The stylish configurable TFT gauges just noted incorporate a main dial at center filled with a speedometer spinning around the perimeter and a small albeit crystal clear, highly graphical color multi-information system in the middle, flanked by two vertically curved ancillary gauges, the left for temperature and the right for the tachometer and other functions. The MID provides most everything expected within including navigation details, although pulling up guidance prompts was a slow process.
I have long been a big fan of Volvo’s floating center stack and TV remote style control interface, the latter made up of numerous quick access buttons for modulating anything and everything you could want, ringing around a telephone keypad up top and Volvo’s intuitive human body-shaped HVAC fan direction controller below, all of which is surrounded by metallic surfacing and four beautifully finished metal trimmed knobs at each corner featuring buttons for audio, infotainment, and the HVAC system on top. It’s an eye-catching design that initially might seem intimidating to minimalists, but is easy to figure out and works flawlessly, especially the audio system that provided wonderfully rich, deep bass tones that were ideal for enjoying Macklemore’s One Love and Fifth Harmony’s (with Ty Dolla $ign) Work From Home.

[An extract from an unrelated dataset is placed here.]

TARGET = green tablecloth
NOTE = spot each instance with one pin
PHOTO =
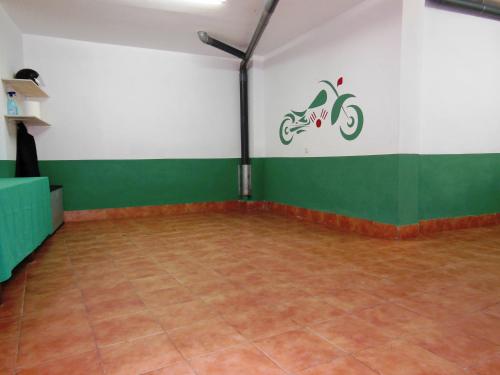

The front seating area is very roomy for a compact, the XC60 quite wide for its class, allowing excellent shoulder and hip space and about four inches above my head, and that’s despite the lower roofline due to the aforementioned panoramic sunroof. Of course I’m not a large person, measuring five-foot-eight, but taller folk should still fit in with ease. When the driver’s seat was positioned for my size I also had about six inches ahead of my knees and plenty of room for my feet when in back, plus another five or so inches over my head. The second row seats are superbly comfortable too, with excellent lower back support, while a wide leather armrest folds down from center, complete with flip-out dual cupholders and a shallow lidded tray. As noted, Volvo provides excellent rear air circulation via B-pillar mounted vents that include their own flow modulator, while the seat heaters feature three temperature settings with the highest quite toasty.
Power up the liftgate and a nicely finished cargo area glitters with metal tie-down hooks and the metal threshold plate mentioned earlier, while both sidewalls and the seatbacks are nicely carpeted. Volvo even includes a nicely finished compartment under the cargo floor, plus a pop-up cargo divider. Overtop everything is a cargo cover that retracts into a strong steel crossbar, which is easily removable when loading in larger items via the folded seatbacks, and as noted the rear seats’ 40/20/40 configuration really makes the most of the maximum 67.3 cubic feet available (there’s 30.8 cubic feet when all seats are in use), plus both rear passengers will be happy on their way back from the ski hill thanks to gear down the middle and outboard cushions ablaze.
We all know a new XC60 will arrive within a year or so, and no doubt it’ll be just as sharp looking as the current XC90 that’s winning awards and gobbling up sales, but until then Volvo’s compact SUV remains a very competitive choice with a better than average interior and untouchable safety that can be had for an extremely good price.